This was the Kibera peace train, a collaborative effort of members of the community-based organisation Kibera Hamlets, Nairobi’s celebrity graffiti writers Spray Uzi and many other Kenyan artists who turned up at the city’s railway station the previous Sunday to paint the entire side of a train with messages of peace and unity.
The project, which was endorsed by the Rift Valley Railways, is another episode in a long line of political artistic campaigns that targeted Kenyan citizens and politicians in the run up to the elections last March.
Of these, the work of SprayUzi and the social-political activist Boniface Mwangi with his organisation Pawa254 stands out for their consistent drive to keep Nairobi residents informed and aware of the dangers of voting in leaders who peddle divisive tribal discourse for political gain.
The first of these initiatives was in early 2012 when one morning a mural appeared on a wall in Nairobi’s Central Business District: on the left side of the wall a suited vulture politician figure sits on a woman; a briefcase crammed with money is handcuffed to his hand. In a speech bubble he declares: “I’m a tribal leader, they loot, rape, burn and kill in my defence. I steal their taxes, grab their land, but the idiots still vote for me”. By the vulture’s head, a long list the scandals that have rocked the Kenyan political establishment since independence 60 years ago are spelled out. On the right hand of the mural smiling Kenyan citizens are depicted as they list the qualities they hope their new leaders will be imbued with.
These campaigns have not been limited to graffiti. Last June, Mwangi organised a large demonstration in which 49 coffins, each bearing the name of a different political scandal, were marched to Parliament in protest of the culture of corruption and impunity so prevalent in Kenyan politics.
Pawa 254 also launched the website Mavulture in November. Mavulture is a forum which uses articles, videos and info graphics to reveal truths about this year’s political candidates and to highlight their hypocrisy through ironic short films which portray conniving politicians who talk of peace and unity but are in fact only focussed on personal and financial gain.
These are some of the high-profile examples but they are by no means the only ones. Over the past few months increasing numbers of youth and artists have taken to the streets to demand an end to political corruption and to remind their fellow-citizens to vote wisely and not along tribal-lines.
The hope was that this multi-pronged approach – using graffiti, trains, demonstrations, billboards and websites would increase the chances that the message will reach Nairobi’s poor. During the 2008 post-election violence, it was the poor who were caught in the middle of the havoc and suffered the most, both in the cities and in rural areas. The country’s middle class, the ones who are most active online and who have the tools to make informed decisions, simply witnessed the violence like the rest of the world on their TV screens.

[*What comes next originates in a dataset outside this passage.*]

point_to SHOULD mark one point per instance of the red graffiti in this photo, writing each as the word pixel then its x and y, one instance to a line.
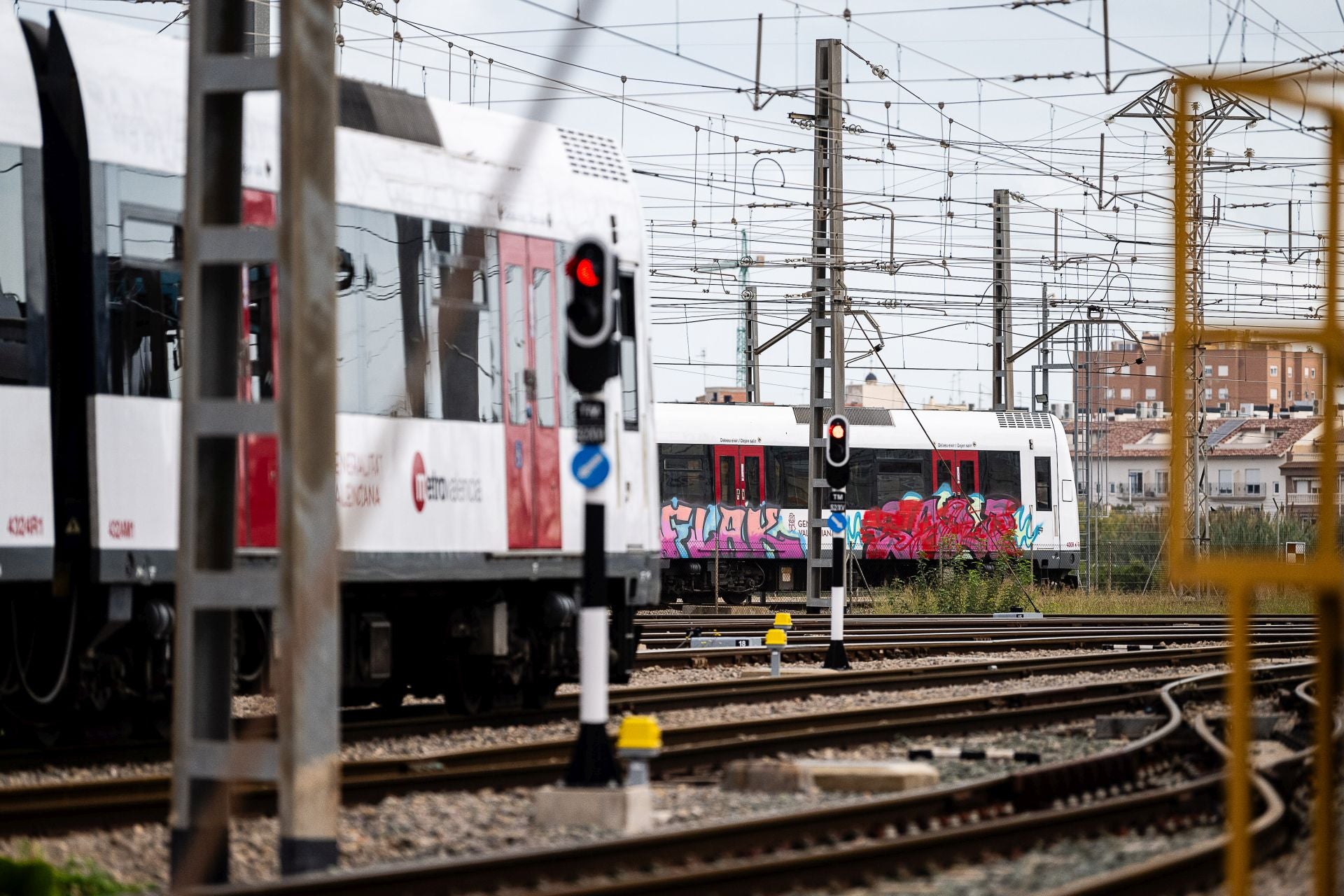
pixel 914 528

By bringing the message to a street level, people like Boniface Mwangi were attempting to ensure everyone thought about their vote and decided whether it was worth their while to vote in the same politicians who have helped perpetuate Kenya’s corrupt political system over the decades.
Whether artists have the power to speak to and for the people is a big question mark that is yet to be answered. Did their art have more impact than the political rallies currently taking place up and down the country? Probably not.
Yet the elections did go ahead peacefully and even if in the end not everyone in the country was content with the results.